We love the crazy and fun times during November and December, but once January hits, we are exhausted, confused, emotional and not quite ourselves. This is why this precious time of becoming “still” and getting centered is so vital. We need time to renew and take stock in who we are again!
As we enter into a new month, many of us are getting a grip on what direction we are now headed. It’s important however to take this path carefully and with authenticity…whether fast or slow, do it true to what is calling to you. As always, I like to link this theme with our health. It’s important to take the time to let one’s roots sink in just like it is important to be decisive with a goal for our health, our exercise routines and our nutritional habits. Because of this, as we start ramping up on our fitness again, consider being deliberate with your goals. If you want to ride your first Century bike ride for example, start now with a plan on how to progressively become prepared…get your foundation in order during these early months.
If you would like to lower your cholesterol and lose 15 pounds in the process, committing to a diet low in saturated and trans-fats now will help with the LDL cholesterol area and increasing your exercise will help in raising your good cholesterol…not to mention friendly to your waistline.

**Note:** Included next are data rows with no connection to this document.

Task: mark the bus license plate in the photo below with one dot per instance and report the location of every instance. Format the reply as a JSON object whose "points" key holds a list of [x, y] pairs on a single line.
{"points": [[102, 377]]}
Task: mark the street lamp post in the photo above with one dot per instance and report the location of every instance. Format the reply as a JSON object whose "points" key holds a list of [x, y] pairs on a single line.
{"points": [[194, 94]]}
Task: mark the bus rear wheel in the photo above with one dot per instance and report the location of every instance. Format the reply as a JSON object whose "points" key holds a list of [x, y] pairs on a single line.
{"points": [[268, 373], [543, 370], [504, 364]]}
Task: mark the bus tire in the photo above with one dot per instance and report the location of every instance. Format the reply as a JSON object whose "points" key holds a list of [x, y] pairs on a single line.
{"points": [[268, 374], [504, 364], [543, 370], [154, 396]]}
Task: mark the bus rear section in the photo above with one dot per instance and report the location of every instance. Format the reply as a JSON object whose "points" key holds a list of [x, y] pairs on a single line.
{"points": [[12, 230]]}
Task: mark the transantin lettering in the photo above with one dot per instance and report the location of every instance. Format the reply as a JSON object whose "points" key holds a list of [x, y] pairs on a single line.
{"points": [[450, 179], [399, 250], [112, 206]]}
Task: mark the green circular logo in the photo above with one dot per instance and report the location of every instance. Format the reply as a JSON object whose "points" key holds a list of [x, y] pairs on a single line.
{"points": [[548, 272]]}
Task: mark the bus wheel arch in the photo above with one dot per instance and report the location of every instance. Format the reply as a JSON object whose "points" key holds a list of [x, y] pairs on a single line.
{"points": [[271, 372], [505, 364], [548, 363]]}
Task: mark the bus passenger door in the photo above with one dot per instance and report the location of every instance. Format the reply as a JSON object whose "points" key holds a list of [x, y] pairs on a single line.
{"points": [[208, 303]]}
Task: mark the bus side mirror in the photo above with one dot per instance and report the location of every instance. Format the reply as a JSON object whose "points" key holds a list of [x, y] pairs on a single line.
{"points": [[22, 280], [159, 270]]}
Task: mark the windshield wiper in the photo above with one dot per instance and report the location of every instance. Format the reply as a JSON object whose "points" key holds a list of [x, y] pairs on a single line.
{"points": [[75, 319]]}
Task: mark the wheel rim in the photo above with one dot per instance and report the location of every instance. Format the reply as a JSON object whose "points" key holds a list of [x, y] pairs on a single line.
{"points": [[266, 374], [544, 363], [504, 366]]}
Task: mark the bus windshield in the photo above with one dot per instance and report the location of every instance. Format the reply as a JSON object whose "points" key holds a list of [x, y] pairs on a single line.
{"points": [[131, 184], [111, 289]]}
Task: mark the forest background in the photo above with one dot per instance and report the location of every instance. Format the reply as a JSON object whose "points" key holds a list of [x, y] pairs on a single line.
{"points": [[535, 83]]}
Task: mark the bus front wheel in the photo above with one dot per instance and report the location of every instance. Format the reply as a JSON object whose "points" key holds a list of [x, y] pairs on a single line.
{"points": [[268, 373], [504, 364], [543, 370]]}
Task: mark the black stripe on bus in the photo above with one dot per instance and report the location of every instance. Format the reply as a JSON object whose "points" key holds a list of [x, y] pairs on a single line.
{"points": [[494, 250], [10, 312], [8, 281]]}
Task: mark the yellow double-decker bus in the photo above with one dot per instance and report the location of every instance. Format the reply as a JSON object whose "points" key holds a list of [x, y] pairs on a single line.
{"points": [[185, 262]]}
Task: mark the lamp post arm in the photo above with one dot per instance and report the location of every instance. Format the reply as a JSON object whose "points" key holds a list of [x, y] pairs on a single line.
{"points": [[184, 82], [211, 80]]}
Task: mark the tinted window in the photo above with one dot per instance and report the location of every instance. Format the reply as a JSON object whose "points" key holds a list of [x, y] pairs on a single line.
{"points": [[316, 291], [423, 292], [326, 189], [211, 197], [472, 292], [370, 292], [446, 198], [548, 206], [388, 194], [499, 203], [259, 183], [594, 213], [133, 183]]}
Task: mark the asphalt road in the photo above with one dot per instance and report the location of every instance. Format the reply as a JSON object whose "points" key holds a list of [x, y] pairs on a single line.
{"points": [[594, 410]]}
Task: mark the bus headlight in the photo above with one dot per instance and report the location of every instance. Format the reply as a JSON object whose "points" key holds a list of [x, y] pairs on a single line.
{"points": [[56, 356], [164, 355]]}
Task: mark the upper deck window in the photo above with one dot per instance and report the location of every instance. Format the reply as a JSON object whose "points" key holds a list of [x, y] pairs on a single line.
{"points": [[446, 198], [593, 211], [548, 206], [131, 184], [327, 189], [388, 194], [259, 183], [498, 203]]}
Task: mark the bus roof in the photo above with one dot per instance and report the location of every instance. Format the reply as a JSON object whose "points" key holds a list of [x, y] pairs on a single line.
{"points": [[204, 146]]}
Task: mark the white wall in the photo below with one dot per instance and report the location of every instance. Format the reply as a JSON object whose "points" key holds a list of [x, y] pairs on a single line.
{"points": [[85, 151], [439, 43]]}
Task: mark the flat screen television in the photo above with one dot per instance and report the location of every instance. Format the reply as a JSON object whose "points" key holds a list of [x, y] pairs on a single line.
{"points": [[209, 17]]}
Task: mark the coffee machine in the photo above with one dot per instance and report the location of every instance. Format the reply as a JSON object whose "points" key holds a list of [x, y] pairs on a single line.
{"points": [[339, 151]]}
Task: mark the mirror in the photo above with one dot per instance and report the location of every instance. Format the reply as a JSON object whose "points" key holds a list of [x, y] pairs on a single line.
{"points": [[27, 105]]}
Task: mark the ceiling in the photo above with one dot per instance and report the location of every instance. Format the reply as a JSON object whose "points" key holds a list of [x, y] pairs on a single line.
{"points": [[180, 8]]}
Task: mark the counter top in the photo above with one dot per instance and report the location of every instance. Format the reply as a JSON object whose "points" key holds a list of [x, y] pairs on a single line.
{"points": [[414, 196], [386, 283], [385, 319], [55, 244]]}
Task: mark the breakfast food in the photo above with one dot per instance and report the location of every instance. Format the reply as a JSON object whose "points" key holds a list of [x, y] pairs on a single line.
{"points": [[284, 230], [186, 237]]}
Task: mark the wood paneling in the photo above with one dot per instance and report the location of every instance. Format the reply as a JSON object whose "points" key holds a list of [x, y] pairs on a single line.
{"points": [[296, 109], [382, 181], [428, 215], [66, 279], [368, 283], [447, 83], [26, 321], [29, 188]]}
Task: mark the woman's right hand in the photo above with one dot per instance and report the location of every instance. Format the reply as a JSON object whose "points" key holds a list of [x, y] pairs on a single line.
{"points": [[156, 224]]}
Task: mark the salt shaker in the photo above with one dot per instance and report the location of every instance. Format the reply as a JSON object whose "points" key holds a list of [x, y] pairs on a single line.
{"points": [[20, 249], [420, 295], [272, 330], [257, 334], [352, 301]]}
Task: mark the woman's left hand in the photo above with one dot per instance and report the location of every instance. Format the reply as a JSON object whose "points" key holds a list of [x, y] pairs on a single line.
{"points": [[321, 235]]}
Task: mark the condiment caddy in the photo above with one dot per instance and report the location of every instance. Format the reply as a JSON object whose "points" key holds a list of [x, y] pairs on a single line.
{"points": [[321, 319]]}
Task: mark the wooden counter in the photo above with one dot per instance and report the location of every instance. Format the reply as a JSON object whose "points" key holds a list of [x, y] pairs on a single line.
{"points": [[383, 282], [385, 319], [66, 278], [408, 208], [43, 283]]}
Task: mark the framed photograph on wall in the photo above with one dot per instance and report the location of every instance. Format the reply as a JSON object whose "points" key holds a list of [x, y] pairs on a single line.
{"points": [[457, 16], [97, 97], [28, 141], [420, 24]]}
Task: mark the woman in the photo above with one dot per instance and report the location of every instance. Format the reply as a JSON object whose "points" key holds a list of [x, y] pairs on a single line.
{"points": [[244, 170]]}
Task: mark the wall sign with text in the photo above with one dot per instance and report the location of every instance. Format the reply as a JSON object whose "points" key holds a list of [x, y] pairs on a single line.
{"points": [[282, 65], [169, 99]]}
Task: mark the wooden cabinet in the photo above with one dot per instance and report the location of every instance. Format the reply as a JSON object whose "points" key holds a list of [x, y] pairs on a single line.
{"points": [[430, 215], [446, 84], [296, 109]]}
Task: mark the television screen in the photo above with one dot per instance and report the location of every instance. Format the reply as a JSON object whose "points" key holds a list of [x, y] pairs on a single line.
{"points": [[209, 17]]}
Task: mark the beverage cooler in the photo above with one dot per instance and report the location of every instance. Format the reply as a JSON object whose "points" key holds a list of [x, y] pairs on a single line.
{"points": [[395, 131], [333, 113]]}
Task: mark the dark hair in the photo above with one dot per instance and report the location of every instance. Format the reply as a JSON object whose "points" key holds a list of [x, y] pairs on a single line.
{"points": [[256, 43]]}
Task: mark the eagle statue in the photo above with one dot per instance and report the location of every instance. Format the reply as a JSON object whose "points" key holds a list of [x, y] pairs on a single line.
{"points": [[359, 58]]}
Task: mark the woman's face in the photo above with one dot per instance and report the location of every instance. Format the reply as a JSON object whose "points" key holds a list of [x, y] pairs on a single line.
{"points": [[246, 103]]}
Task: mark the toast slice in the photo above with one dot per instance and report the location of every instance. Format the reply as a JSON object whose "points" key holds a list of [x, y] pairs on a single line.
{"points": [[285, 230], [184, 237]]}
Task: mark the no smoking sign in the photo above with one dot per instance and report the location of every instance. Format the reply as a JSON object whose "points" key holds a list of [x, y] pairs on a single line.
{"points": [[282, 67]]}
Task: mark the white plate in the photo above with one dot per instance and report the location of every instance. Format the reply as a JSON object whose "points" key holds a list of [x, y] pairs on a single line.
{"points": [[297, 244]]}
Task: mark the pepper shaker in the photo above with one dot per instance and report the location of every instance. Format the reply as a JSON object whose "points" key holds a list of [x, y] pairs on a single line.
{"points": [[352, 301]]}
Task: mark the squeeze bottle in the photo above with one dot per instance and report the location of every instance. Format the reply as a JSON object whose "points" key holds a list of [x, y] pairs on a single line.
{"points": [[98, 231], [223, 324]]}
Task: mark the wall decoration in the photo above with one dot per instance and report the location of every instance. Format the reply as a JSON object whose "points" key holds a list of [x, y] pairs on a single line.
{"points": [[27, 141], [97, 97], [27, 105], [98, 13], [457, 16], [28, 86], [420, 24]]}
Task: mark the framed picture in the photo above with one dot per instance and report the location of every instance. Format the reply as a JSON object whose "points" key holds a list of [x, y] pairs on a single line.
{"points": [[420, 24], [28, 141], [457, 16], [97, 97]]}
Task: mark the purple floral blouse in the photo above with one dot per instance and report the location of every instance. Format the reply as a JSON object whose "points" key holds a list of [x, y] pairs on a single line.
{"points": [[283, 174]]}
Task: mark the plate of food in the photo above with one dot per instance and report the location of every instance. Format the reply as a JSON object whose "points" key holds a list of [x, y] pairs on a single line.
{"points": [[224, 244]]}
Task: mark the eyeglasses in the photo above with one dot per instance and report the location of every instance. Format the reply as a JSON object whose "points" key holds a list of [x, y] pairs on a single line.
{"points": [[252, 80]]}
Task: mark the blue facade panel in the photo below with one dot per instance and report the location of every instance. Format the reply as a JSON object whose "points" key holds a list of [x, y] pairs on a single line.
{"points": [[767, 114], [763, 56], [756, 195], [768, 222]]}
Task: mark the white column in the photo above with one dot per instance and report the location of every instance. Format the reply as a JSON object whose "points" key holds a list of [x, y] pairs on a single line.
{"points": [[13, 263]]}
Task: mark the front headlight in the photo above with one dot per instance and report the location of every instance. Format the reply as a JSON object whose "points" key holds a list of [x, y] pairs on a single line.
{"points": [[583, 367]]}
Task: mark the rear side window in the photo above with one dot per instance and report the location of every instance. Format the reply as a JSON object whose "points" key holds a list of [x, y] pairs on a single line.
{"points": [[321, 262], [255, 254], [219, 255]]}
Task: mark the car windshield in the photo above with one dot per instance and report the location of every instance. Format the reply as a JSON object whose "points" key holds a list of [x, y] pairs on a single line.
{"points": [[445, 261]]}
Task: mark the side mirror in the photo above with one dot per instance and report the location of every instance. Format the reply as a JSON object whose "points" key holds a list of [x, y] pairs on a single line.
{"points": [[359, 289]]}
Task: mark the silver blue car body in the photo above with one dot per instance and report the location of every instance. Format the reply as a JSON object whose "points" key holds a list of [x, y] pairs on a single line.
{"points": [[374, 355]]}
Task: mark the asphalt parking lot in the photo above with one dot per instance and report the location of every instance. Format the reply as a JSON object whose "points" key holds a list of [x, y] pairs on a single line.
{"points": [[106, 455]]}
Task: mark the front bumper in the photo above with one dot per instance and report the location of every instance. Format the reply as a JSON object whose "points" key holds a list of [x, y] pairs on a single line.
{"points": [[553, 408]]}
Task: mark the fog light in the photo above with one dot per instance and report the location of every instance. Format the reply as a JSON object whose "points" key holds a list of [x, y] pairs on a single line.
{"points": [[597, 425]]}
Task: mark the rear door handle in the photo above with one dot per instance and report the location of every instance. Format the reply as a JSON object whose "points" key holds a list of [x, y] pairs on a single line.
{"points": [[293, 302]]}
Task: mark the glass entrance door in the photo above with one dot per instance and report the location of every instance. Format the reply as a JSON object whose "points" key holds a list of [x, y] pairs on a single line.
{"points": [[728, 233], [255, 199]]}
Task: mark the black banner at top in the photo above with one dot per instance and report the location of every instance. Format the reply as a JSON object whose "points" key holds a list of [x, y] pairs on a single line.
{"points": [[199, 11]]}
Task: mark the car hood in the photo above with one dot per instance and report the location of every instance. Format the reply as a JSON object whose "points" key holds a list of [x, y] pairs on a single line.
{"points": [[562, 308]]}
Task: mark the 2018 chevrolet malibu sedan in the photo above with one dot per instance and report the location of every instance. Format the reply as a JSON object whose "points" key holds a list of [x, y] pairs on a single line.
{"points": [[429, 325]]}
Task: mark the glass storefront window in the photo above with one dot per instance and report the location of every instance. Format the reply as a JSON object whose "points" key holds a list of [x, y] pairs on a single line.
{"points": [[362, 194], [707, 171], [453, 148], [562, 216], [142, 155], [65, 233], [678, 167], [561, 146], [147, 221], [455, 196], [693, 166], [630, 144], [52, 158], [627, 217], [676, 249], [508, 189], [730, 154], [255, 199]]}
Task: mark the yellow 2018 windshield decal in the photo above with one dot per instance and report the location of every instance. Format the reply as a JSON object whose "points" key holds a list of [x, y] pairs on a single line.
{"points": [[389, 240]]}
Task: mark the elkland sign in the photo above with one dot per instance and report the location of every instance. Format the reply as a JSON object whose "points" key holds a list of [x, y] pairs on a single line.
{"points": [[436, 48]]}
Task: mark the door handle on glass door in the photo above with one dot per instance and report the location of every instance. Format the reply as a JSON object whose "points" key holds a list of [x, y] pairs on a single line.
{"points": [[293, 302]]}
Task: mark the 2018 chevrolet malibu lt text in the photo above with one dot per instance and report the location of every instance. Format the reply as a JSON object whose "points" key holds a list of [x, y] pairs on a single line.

Mapping out a plan on when to get blood work done then counting backwards on starting now will get you rooted towards achieving a healthy heart and weight.
I like to use the analogy of an oak tree vs. a pine tree. They are both beautiful, big and majestic. An oak tree looks enormous and strong…and it can be; however its roots don’t run very deep. If the mighty oak has to endure a drought, the limbs of the tree are fragile and upon a severe storm, the limbs or possibly even the tree itself will fall.
The pine tree, on the other hand, is tall, strong and usually very old. The pine tree has deep roots. The pine will endure droughts better and in the end will live through unstable storms in its life swaying in the wind, but rarely falling.
Let your roots get deep this year. Decide which path you would like for your year and consider being methodical in your journey. Become the Pine (or Fir or Redwood) so you can be healthy enough to persevere through the seasonal whims of nature (i.e life!)